Hofmann discovered the psychedelic properties of LSD five years later by accidentally absorbing a small quantity from an earlier project he had set aside, with strangely fantastic results. He then decided to carry out an experiment on himself, deliberately ingesting .25mg of LSD. His subsequent hallucinogenic ride home on a bicycle April 19, 1943 is now a classic in psychedelic lore, called “Bicycle Day.” He reported his finding to his boss, Arthur Stoll, whose name is included on the patent. Follow-up testing by three lab assistants collaborated the “extremely impressive and fantastic experience.” Hofmann had discovered the extraordinary potency of LSD: the world would never quite be the same.
LSD, under the Sandoz trade name Delysid, was used as a therapeutic aid in psychiatry in early years; the patent specifically states that these “new amides are valuable therapeutical products.” Later, through the 50s and into the 60s, the U.S. government’s Central Intelligence Agency (CIA) ran a clandestine research program called MK-ULTRA, where doses of LSD were administered to people for mind control testing purposes—often without the recipients’ knowledge (and in violation of the Nuremberg Code that the U.S. agreed to follow after World War II). LSD was eventually dismissed by the CIA as being too unpredictable to be of use.
In 1963 after the Sandoz patent expired, LSD escaped from the lab and became the most widely-used psychedelic drug of choice. It appeared on the open market in many unique forms, from infused sugar cubes, to Orange Sunshine tablets, Microdots, Blotter, and Windowpane.

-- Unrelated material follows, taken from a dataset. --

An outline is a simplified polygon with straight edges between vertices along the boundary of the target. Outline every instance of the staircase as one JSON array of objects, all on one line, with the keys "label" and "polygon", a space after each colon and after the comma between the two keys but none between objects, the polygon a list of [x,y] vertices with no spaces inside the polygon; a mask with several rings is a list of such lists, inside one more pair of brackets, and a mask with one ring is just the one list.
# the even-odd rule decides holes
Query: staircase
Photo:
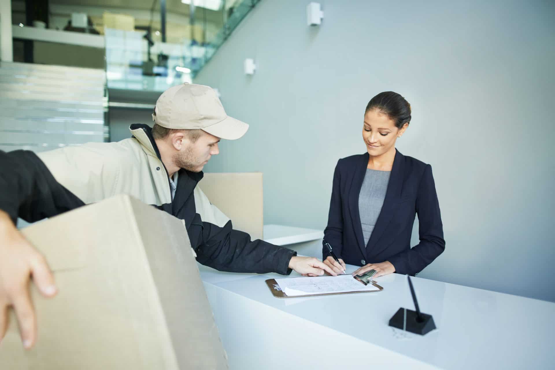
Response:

Other names, like Owsley’s (the underground chemist known as Bear, who was also the “Wall of Sound” engineer for the Grateful Dead band) White Lightning, Monterey Purple, and Blue Cheer were colorful descriptions of the drug’s anticipated “clarifying” effects.
LSD’s psychological effects, known as “trips,” varied greatly from person to person, and even with the same person in different environments and times. For many, its distortion of reality was a fantastic hallucinogenic, transformative, and even spiritual experience; for others it was frightening or overwhelming, and for still other unfortunate souls, it was a nightmare in hell that left them with lifelong recurring psychosis. In October 1966, LSD was declared illegal in California.
It is impossible to know how deeply intertwined with the culture of the 60s LSD really was, but its mark on vocabulary, fashion, art and music during that era, to this day, connotes “Acid Trip.”
Hofmann called LSD “medicine for the soul” yet he felt it had been misused by the 60s counterculture, and thus was unfairly vilified by the establishment after more than 10 years of successful use in psychoanalysis. He did admit that if misused, LSD “could be dangerous.”
In 1980 Hofmann wrote an autobiographical account of his experience with LSD and called it “My Problem Child.” He died in 2008 of natural causes, having lived to be 102 years old.